Plots are used to convey different ideas. Depending on the objective of the visualisation task, an appropriate plot is chosen.
There are two types of data, that help to create charts and plots effectively which are as follows:
1. Facts
2. Dimensions
Facts and dimensions are different types of variables that help you interpret data better.
Facts are numerical data, and dimensions are metadata. Metadata explains the additional information associated with the factual variable. Both facts and dimensions are equally important for generating actionable insights from a given data set.
For example, in a data set about the height of students in a class, the height of the students would be a fact variable, whereas the gender of the students would be a dimensional variable. Dimensions are used to slice data for easier analysis. In this case, the distribution of height based on the gender of a student can be studied.
A bar graph is helpful when you need to visualise a numeric feature (fact) across multiple categories. Using the bar graph, one can easily distinguish between the performance of the categories.
Scatter plot, as the name suggests, displays how the variables are spread across the range considered. It can be used to identify a relationship or pattern between two quantitative variables and the presence of outliers within them.
A line graph is used to present continuous time-dependent data. It accurately depicts the trend of a variable over a specified time period. A line graph can be helpful when you want to identify the trend of a particular variable. Some key industries and services that rely on line graphs include financial markets and weather forecast
A histogram is a frequency chart that records the number of occurrences of an entry or an element in a data set. It can be useful when one wants to understand the distribution of a given series.
Box plots are quite effective in summarising the spread of a large data set into a visual representation. They use percentiles to divide the data range. The percentile value gives the proportion of the data range that falls below a chosen data point when all the data points are arranged in the descending order. For example, if a data point with a value of 700 has a percentile value of 99% in a data set, then it means that 99% of the values in the data set are less than 700.
Box plots divide the data range into three important categories, which are as follows:
Median value: This is the value that divides the data range into two equal halves, i.e., the 50th percentile.
Interquartile range (IQR): These data points range between the 25th and 75th percentile values.
Outliers: These are data points that differ significantly from other observations and lie beyond the whiskers.

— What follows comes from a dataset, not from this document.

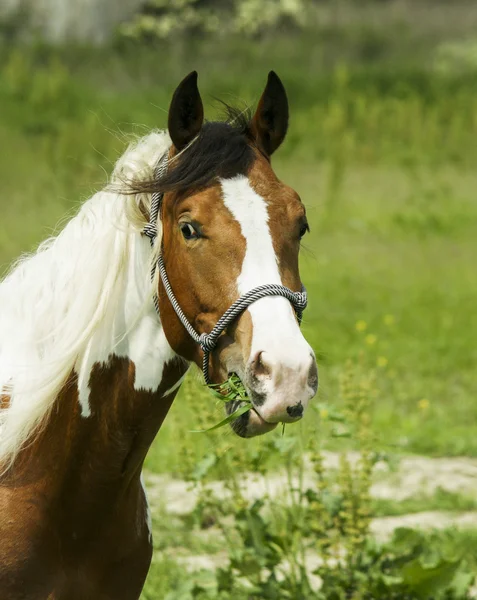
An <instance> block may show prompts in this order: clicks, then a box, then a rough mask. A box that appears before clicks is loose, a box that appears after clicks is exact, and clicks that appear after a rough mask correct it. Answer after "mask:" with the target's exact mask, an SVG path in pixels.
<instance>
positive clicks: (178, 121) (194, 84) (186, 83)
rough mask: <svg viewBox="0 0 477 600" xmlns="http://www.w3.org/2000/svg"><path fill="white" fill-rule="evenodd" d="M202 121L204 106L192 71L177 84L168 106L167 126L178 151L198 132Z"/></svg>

A pie chart is a pictorial representation of data in the form of a circular chart or pie where the slices of the pie show the size of the data. A list of numerical variables along with categorical variables is needed to represent data in the form of a pie chart. The arc length of each slice and consequently the area and central angle it forms in a pie chart is proportional to the quantity it represents.
To choose a plot type, first define the objective of creating a plot. Based on the objective following are the different categories:
- These charts can be used when you want to compare one set of values with other sets of values.
- The objective is to differentiate one particular set of values from the other sets.
- Example, quarterly sales of competing phones in the market.
- Charts Used - Column Chart, Bar Chart
- These charts can be used to display how the various elements make up the complete data.
- Composition charts can be a. static - shows the composition at a particular instance of time b. dynamic - which shows the changes in the composition over a period of time
- Charts Used - Doughnut Chart, Stacked Column Chart
- These charts helps in visualising the correlation between variables.
- It can help in answering questions such as a. Is there a correlation between the amount spent on marketing and the sales revenue? b. How does the gross profit vary with the change in offers?
- Charts Used - Scatter Plot, Bubble Chart
- These charts tries to answer the question - How is the data distributed?.
- The distribution can be over a variable, or it can also be over a period of time.
- Charts Used - Histogram, Scatter Plot
- Histograms are quite good at displaying the distribution of data over intervals
- Scatter plots are good at visualising the distribution of data over two different variables.